Dec 14, 2007 22:41
You are:
1) what you do
2) why you do it
I think there was a time I hated myself, or at least seriously disliked something I was doing.
I remember there was another time when I wanted to be like someone, but then nothing came of it and I realised how stupid it was so that was alright. I didn't hate myself because of that.
I used to pride myself on being multi-talented. I am. I work hard at being good at certain things, enough to be impressive at certain times. And it's something that I genuinely have a passion for. Not just to impress people. I practised and practised and perfected and continued.
I became what I did.
I was the guy who cubed, the guy who juggled, the guy who would beatbox occaisonally, top in maths, had seven hobbies and was perfecting them all at the same time.
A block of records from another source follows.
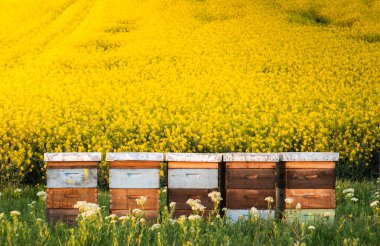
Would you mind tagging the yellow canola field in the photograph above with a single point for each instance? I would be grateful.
(182, 76)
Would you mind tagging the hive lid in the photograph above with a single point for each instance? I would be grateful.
(72, 156)
(194, 157)
(309, 156)
(135, 156)
(251, 157)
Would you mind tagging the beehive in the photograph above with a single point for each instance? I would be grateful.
(249, 179)
(310, 181)
(192, 176)
(71, 177)
(133, 175)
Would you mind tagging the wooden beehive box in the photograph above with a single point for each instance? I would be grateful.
(71, 177)
(310, 181)
(133, 175)
(249, 179)
(192, 176)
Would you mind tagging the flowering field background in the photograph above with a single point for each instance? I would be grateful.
(23, 222)
(188, 76)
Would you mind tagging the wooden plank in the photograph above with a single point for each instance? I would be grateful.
(309, 164)
(53, 215)
(309, 156)
(125, 199)
(134, 178)
(178, 213)
(251, 157)
(149, 215)
(194, 157)
(309, 215)
(259, 165)
(135, 164)
(180, 197)
(72, 178)
(236, 214)
(193, 178)
(198, 165)
(247, 198)
(312, 198)
(72, 164)
(72, 156)
(135, 156)
(310, 178)
(250, 178)
(68, 197)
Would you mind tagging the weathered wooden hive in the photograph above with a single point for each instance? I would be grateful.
(249, 179)
(192, 176)
(71, 177)
(133, 175)
(310, 181)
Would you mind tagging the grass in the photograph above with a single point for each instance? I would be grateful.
(356, 223)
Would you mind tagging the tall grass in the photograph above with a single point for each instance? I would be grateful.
(356, 223)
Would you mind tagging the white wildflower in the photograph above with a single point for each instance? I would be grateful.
(137, 212)
(349, 195)
(172, 205)
(124, 218)
(15, 213)
(374, 204)
(194, 217)
(155, 227)
(349, 190)
(269, 199)
(327, 214)
(254, 212)
(215, 197)
(289, 200)
(42, 195)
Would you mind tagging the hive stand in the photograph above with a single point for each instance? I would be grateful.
(71, 177)
(133, 175)
(192, 176)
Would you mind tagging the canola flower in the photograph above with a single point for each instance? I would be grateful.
(374, 204)
(193, 76)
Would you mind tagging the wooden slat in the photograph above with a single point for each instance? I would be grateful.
(309, 215)
(135, 164)
(72, 178)
(148, 214)
(178, 213)
(260, 165)
(309, 164)
(125, 199)
(198, 165)
(72, 164)
(250, 178)
(310, 178)
(68, 197)
(247, 198)
(134, 178)
(193, 178)
(180, 197)
(69, 216)
(312, 198)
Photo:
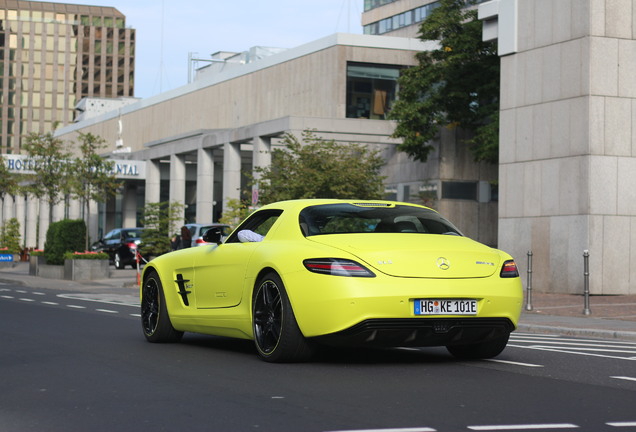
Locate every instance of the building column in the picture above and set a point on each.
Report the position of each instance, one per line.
(231, 172)
(129, 206)
(44, 222)
(31, 223)
(567, 163)
(7, 209)
(177, 180)
(205, 185)
(20, 215)
(261, 157)
(59, 211)
(153, 181)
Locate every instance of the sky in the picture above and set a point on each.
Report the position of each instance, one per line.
(168, 30)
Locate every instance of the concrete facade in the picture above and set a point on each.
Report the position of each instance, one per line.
(197, 141)
(567, 144)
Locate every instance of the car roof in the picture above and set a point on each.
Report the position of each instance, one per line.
(300, 204)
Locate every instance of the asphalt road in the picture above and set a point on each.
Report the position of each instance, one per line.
(79, 362)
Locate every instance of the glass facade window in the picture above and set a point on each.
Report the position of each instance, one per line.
(36, 52)
(404, 19)
(372, 4)
(371, 89)
(459, 190)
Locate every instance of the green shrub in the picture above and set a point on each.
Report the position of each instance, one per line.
(61, 237)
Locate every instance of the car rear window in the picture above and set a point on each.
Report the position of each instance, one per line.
(132, 233)
(349, 218)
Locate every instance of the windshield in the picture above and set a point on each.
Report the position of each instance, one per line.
(349, 218)
(132, 233)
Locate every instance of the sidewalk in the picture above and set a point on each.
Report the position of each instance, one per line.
(610, 317)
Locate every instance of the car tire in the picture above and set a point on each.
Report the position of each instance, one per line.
(155, 321)
(276, 334)
(119, 265)
(482, 350)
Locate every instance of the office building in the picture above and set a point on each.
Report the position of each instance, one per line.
(51, 56)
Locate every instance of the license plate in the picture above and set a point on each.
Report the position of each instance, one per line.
(445, 307)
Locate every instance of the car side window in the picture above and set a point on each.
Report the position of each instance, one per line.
(259, 222)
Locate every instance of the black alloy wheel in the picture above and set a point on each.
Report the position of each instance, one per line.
(155, 321)
(276, 333)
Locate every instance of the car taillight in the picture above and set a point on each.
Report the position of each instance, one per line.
(509, 269)
(337, 267)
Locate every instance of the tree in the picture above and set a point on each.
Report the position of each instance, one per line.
(92, 178)
(160, 221)
(455, 85)
(51, 175)
(9, 184)
(320, 169)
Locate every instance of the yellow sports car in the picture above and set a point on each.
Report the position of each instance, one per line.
(298, 274)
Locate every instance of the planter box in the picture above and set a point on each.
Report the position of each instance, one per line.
(86, 269)
(71, 270)
(50, 271)
(35, 262)
(8, 260)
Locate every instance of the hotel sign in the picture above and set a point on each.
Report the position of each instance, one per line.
(123, 169)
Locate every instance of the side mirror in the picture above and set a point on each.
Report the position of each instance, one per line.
(213, 235)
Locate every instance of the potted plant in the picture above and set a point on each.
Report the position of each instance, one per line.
(86, 265)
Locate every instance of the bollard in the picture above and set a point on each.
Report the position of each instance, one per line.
(586, 282)
(529, 296)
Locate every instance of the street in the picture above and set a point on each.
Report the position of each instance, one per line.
(78, 361)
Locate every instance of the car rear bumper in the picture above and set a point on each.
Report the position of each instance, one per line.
(328, 305)
(417, 332)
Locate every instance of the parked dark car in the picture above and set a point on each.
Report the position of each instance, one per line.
(120, 244)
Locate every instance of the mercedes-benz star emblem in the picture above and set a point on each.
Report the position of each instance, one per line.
(443, 263)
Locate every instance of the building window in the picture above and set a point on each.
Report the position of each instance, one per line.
(372, 4)
(371, 89)
(398, 21)
(459, 190)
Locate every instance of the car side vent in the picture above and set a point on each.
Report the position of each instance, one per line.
(373, 204)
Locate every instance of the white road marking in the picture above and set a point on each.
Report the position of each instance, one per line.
(625, 378)
(422, 429)
(526, 426)
(570, 352)
(514, 363)
(103, 298)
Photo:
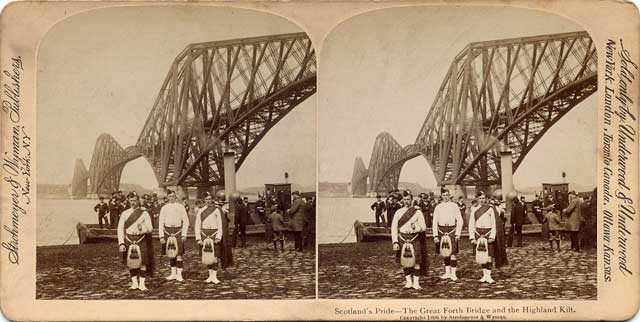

I wanted to do more.
I think my problem was that I assumed that everyone could do what I could, they just needed to want to.
Everyone's character was the same to me. Everyone's character was the same as me. Only what they did, or what they achieved set them apart. So I judged them as such. By the distinctions they had, the CCA they were in, the friends they had, the people they liked, the books they read, their taste in shoes, the number of medals they had to show for. I think I was looking for wrong things. When I should have been asking
why?
I never asked the question until someone asked me. And you know what? buggered if I know.
Army's good that way. It changed me a lot. It showed me that not everyone's like me. Some of them just aren't very nice people. Some are just absolute bastards. It showed me I can be an absolute bastard. It showed me that people have reasons for doing things. Different from mine.
The best time of my life:
Telling me why she's an atheist.
Telling me why that everything in the world is possible.
Telling me what sort of music he wants to make.
Telling me that dream he had.
Telling me that story she wrote.
a room, a teacher, classmates, a lesson, viciously being ignored by two individuals, only ever wanting to learn the mind hidden behind mask.